Indian Pediatr 2015;52: 346

Childhood ‘Rhupus’ Syndrome


Sonali Mitra and *Rakesh Mondal

Pediatric Rheumatology Division, Department of Pediatric Medicine, Medical College Kolkata,
West Bengal, India.
Email: * [email protected]

     


Co-existence of juvenile idiopathic arthritis (JIA) with juvenile systemic lupus erythematosus (jSLE) is termed childhood Rhupus syndrome. Rhupus syndrome is diagnosed when deforming polyarthritis of JIA and symptoms of SLE co-exist along with positive serological markers [1].

We recently diagnosed Rhupus syndrome in two girls, one presented with deforming polyarthritis of bilateral wrist and knee joints for 9 months, and other with arthritis of right knee and ankle for 11 months. First child also had alopecia, malar rash and oral ulcer for last 2 months, and had hypertension, pallor, hepato-splenomegaly and myelitis, without seizures or psychosis. The other child developed malar rash, oral ulcer and skin bleeds 11 months after the onset of arthritis. Initial investigation in first child showed anemia, neutrophilic leucocytosis with raised erythrocyte sedimentation rate (ESR) and C-reactive protein (CRP). Chest X-ray, mantoux test, and liver and renal functions were normal. X-ray of wrist showed juxtra-articular osetopenia. Ultrasonograpghy (USG) of knee revealed chronic synovitis. Later, she had proteinuria, positive direct coomb’s test (DCT), rheumatoid factor (RF), anti nuclear antibodies (ANA), anti-dsDNA with low C3 and negative anticardiolipin and anti-UI RNP antibodies. Renal biopsy showed grade II nephritis. Whereas, initial investigation in second child revealed anemia, raised ESR and CRP with positive rheumatoid factor. Later she developed pancytopenia, azotemia, hematuria, proteinuria and positive DCT, ANA, ds-DNA with low C3, and negative antiphospholipid and anti-UI RNP antibodies. Kidney biopsy showed grade III lupus nephritis. First child was receiving methotrexate, hydroxycholoroquine and NSAIDs for 6 months for joint manifestations. Later she required pulse methyl prednisolone, followed by oral prednisolone once she developed lupus myelitis, autoimmune hemolytic anemia and nephritis. Second child was managed with NSAIDs, methotrexate, and intra-articular steroid at the beginning, required intravenous cyclophosphamide, prednisolone and azathioprine, once she developed lupus.

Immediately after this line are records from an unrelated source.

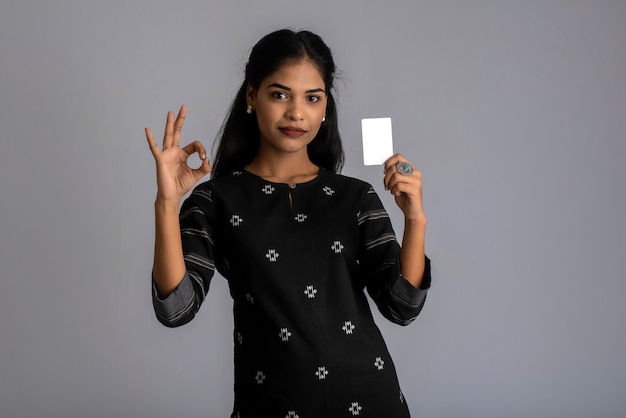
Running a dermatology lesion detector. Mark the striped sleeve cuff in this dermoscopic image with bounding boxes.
[152,273,195,328]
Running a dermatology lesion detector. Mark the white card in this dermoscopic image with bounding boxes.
[361,118,393,165]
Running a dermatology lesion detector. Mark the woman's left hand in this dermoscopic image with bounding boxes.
[384,154,426,223]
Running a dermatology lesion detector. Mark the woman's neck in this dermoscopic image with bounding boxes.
[245,155,320,184]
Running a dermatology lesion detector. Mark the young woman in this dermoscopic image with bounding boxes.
[146,30,430,418]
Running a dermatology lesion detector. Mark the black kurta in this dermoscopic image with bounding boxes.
[153,170,430,418]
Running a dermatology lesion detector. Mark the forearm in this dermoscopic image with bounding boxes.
[400,217,426,287]
[152,199,185,297]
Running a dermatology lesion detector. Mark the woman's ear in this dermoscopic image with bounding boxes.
[246,83,256,108]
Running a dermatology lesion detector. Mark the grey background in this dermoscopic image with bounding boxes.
[0,0,626,418]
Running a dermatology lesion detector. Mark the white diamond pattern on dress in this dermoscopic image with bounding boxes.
[265,248,280,263]
[348,402,363,416]
[374,357,385,370]
[341,321,356,335]
[278,328,291,342]
[315,366,328,380]
[330,241,345,254]
[304,285,317,299]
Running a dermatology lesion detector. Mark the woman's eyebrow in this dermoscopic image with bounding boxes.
[267,83,326,94]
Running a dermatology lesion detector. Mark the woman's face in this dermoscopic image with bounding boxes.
[246,60,326,157]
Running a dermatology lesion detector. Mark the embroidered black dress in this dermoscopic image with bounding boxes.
[153,170,430,418]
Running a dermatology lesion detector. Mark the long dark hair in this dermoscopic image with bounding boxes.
[211,29,344,178]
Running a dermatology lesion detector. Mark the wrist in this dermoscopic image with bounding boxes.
[154,194,180,213]
[404,213,427,228]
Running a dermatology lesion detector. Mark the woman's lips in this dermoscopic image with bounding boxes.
[278,126,306,138]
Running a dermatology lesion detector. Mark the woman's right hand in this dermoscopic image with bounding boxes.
[146,105,211,201]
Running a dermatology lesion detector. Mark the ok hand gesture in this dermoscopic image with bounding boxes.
[146,105,211,201]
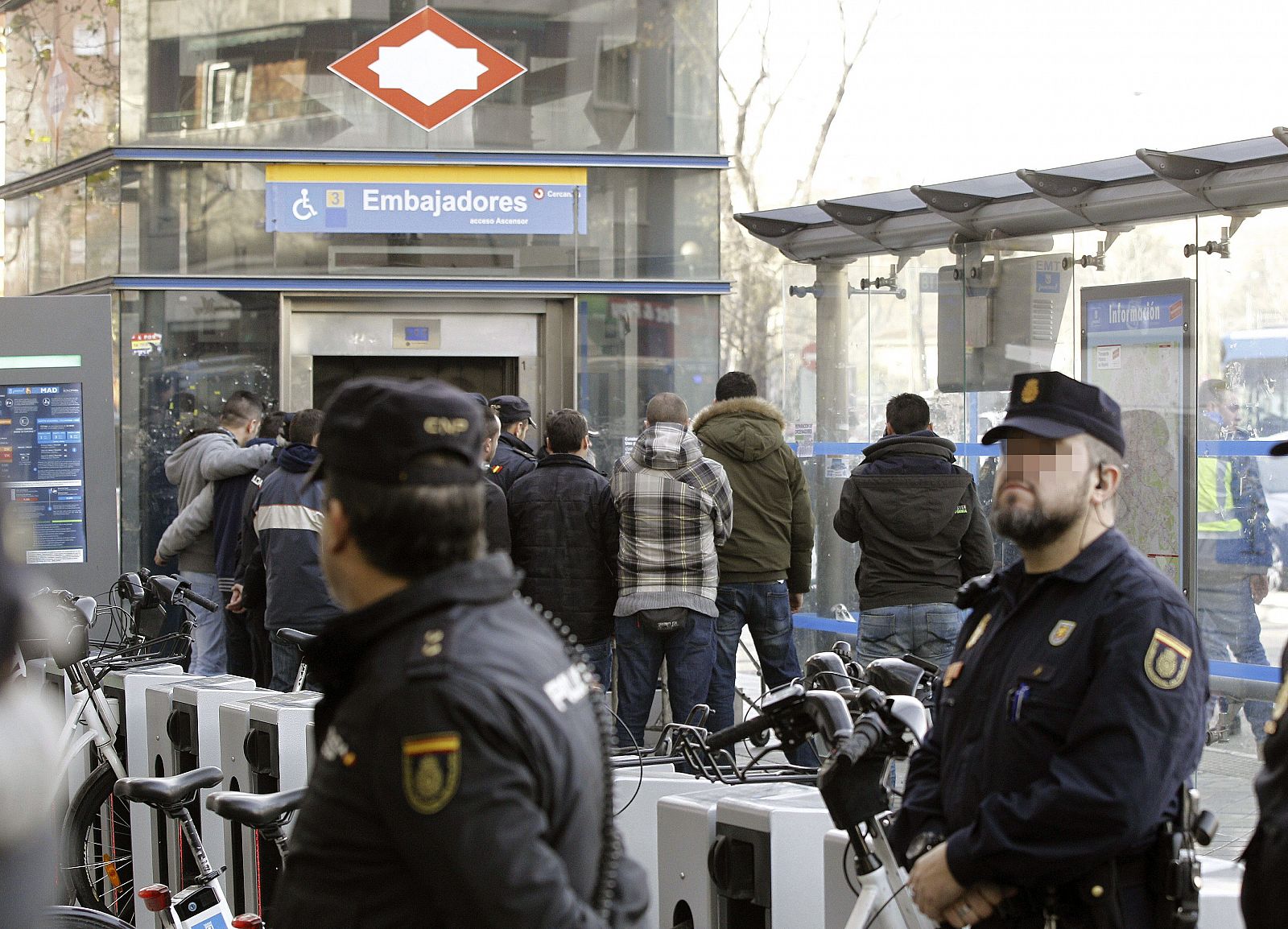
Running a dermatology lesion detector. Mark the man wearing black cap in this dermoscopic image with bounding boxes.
[891,371,1207,929]
[488,394,537,493]
[273,379,646,929]
[1241,442,1288,929]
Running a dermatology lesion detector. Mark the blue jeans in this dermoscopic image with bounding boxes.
[1194,577,1273,742]
[707,581,818,766]
[613,609,716,749]
[581,635,613,691]
[859,603,962,670]
[180,571,228,678]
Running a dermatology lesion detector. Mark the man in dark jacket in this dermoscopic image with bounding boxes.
[273,379,648,929]
[157,390,272,675]
[1241,442,1288,929]
[510,410,617,687]
[470,393,510,553]
[693,371,816,764]
[211,411,286,687]
[832,393,993,667]
[488,394,537,495]
[254,410,340,691]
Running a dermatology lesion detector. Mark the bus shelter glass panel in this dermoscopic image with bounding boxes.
[4,0,121,183]
[1077,217,1199,594]
[122,163,720,279]
[577,294,720,474]
[1194,209,1288,767]
[121,0,716,152]
[120,290,279,569]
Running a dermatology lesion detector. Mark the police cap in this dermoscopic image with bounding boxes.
[981,371,1127,455]
[309,378,483,485]
[491,393,536,425]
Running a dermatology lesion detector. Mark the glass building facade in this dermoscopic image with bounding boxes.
[2,0,728,567]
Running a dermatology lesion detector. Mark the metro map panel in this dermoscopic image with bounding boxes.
[0,384,85,564]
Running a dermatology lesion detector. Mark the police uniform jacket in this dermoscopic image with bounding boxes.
[891,530,1207,896]
[487,431,537,493]
[273,554,631,929]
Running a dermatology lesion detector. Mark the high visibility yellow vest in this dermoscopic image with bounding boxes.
[1198,457,1243,539]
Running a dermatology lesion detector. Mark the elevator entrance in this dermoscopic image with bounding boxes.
[281,294,576,444]
[313,356,519,408]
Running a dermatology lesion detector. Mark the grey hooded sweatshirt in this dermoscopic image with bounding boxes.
[832,431,993,609]
[165,429,275,575]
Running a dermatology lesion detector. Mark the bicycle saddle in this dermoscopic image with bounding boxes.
[206,787,308,828]
[273,629,317,648]
[112,766,224,809]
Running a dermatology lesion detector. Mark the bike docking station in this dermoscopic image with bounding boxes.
[613,757,711,927]
[166,675,275,884]
[237,691,322,924]
[657,783,818,929]
[138,674,255,929]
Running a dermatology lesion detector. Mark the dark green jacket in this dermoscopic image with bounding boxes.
[693,397,814,594]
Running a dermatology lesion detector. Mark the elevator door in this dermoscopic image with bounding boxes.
[313,356,519,410]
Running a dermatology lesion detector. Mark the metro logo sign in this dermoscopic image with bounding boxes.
[330,6,526,129]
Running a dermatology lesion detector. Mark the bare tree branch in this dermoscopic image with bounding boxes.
[792,0,881,202]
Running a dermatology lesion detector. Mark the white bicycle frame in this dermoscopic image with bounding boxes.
[845,820,934,929]
[56,661,125,790]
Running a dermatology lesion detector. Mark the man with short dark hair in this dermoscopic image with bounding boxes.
[273,379,648,929]
[890,371,1205,929]
[832,393,993,666]
[470,393,510,551]
[159,412,286,687]
[157,390,273,675]
[693,371,818,764]
[488,394,537,493]
[251,410,340,692]
[612,393,733,746]
[1194,379,1274,755]
[510,410,617,688]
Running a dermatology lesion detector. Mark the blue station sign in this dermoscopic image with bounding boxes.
[266,165,586,236]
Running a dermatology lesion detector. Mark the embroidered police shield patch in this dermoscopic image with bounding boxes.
[1145,629,1194,691]
[403,732,461,815]
[1047,620,1078,646]
[966,613,993,648]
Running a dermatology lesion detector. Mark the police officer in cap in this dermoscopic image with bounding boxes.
[891,371,1207,929]
[273,379,646,929]
[1241,442,1288,929]
[488,394,537,493]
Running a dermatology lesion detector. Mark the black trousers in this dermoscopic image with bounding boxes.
[223,594,273,687]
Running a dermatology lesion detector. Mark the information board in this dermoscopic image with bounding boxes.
[1082,279,1194,590]
[0,384,85,564]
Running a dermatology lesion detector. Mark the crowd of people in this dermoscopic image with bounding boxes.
[105,371,1288,927]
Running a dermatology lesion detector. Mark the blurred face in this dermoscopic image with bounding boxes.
[989,431,1096,549]
[1212,390,1239,429]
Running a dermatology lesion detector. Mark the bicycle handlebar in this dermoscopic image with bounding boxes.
[707,714,774,751]
[148,575,219,612]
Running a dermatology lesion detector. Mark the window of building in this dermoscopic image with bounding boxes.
[202,58,251,129]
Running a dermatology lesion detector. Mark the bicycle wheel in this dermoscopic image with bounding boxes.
[40,906,134,929]
[62,762,134,921]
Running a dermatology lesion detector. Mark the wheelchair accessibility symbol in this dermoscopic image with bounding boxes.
[291,187,318,223]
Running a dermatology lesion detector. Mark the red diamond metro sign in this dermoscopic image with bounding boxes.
[330,6,526,129]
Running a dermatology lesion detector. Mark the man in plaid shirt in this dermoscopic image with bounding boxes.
[612,393,733,746]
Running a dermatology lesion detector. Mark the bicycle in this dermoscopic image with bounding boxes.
[23,571,215,920]
[623,643,934,929]
[49,766,307,929]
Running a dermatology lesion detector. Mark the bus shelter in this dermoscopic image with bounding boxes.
[737,127,1288,732]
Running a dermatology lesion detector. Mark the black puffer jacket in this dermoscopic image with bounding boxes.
[832,431,993,609]
[509,455,617,643]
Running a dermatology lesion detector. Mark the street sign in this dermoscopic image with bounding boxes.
[330,6,526,129]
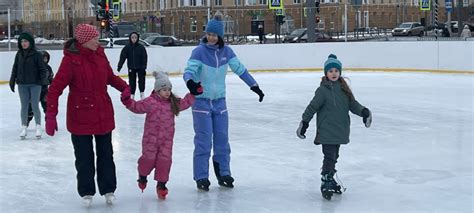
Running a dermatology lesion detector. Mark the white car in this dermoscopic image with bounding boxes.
[99,37,161,48]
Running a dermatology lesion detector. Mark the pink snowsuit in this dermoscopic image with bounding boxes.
[127,93,195,182]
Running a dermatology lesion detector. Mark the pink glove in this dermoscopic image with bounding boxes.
[46,113,58,136]
[120,87,133,107]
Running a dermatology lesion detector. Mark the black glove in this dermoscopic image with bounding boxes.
[186,80,202,95]
[10,81,15,92]
[250,86,265,102]
[296,121,309,139]
[362,108,372,128]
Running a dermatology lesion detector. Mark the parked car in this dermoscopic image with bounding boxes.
[392,22,424,36]
[145,36,183,47]
[283,28,339,43]
[99,37,160,48]
[140,33,161,40]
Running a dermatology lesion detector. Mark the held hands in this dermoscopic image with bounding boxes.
[120,87,133,107]
[362,108,372,128]
[186,79,203,95]
[296,121,309,139]
[250,86,265,102]
[46,112,58,136]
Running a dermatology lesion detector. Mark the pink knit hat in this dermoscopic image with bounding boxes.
[74,24,99,44]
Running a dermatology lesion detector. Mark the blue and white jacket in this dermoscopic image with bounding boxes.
[183,42,257,100]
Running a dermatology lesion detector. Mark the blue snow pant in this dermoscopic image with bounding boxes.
[192,98,231,180]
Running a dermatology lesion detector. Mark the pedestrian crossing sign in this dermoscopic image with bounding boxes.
[268,0,283,10]
[420,0,431,11]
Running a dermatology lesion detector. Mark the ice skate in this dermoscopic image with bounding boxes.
[196,178,211,191]
[82,195,93,207]
[156,182,168,200]
[104,192,115,205]
[20,126,28,140]
[35,124,43,139]
[137,176,148,193]
[217,175,234,188]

The girls had childhood Rhupus syndrome. Rhupus arthropathy is postulated to be either articular involvement of lupus, lupus with chronic polyarthritis or an overlap of lupus with JIA [2-4]. Children with Rhupus present with JIA and later develop lupus. In children, asymmetric erosive and or nonerosive involvements are described [5]. Previous reports showed female predominance, onset at around 8 years, polyarticular involvement, non-erosive arthritis and about 4 year of delay in diagnosis of lupus [5]. Both our patients had deforming polyarticular and oligoarticular arthritis with mean age of 9.5 years and delay in diagnosis of lupus for 9 months. Though rare, childhood Rhupus syndrome is to be considered as a differential diagnosis in patients presenting with deforming arthritis.

References

1. Satoh M, Ajmani AK, Akizuki M. What is the definition for coexistent rheumatoid arthritis and systemic lupus erythematosus? Lupus. 1994;3:137-8.

2. Fernández A, Quintana G, Rondón F, Restrepo JF, Sanchez A, Matteson EL,et al. Lupus arthropathy: A case series of patients with rhupus.Clin Rheumatol. 2006;25:164-7.

3. Mondal R, Nandi M, Ganguli S, Ghosh A, Hazra A. Childhood lupus: Experience from Eastern India. Indian J Pediatr. 2010;77:889-91.

4. Cavalcante EG, Aikawa NE, Lozano RG, Lotito AP, Jesus AA, Silva CA. Chronic polyarthritis as the first manifestation of juvenile systemic lupus erythematosus patients. Lupus. 2011;20:960-4.

5. Ziaee V, Moradinejad MH, Bayat R. RHUPUS syndrome in children: A case series and literature review. Case Rep Rheumatol. 2013; 2013:1-4.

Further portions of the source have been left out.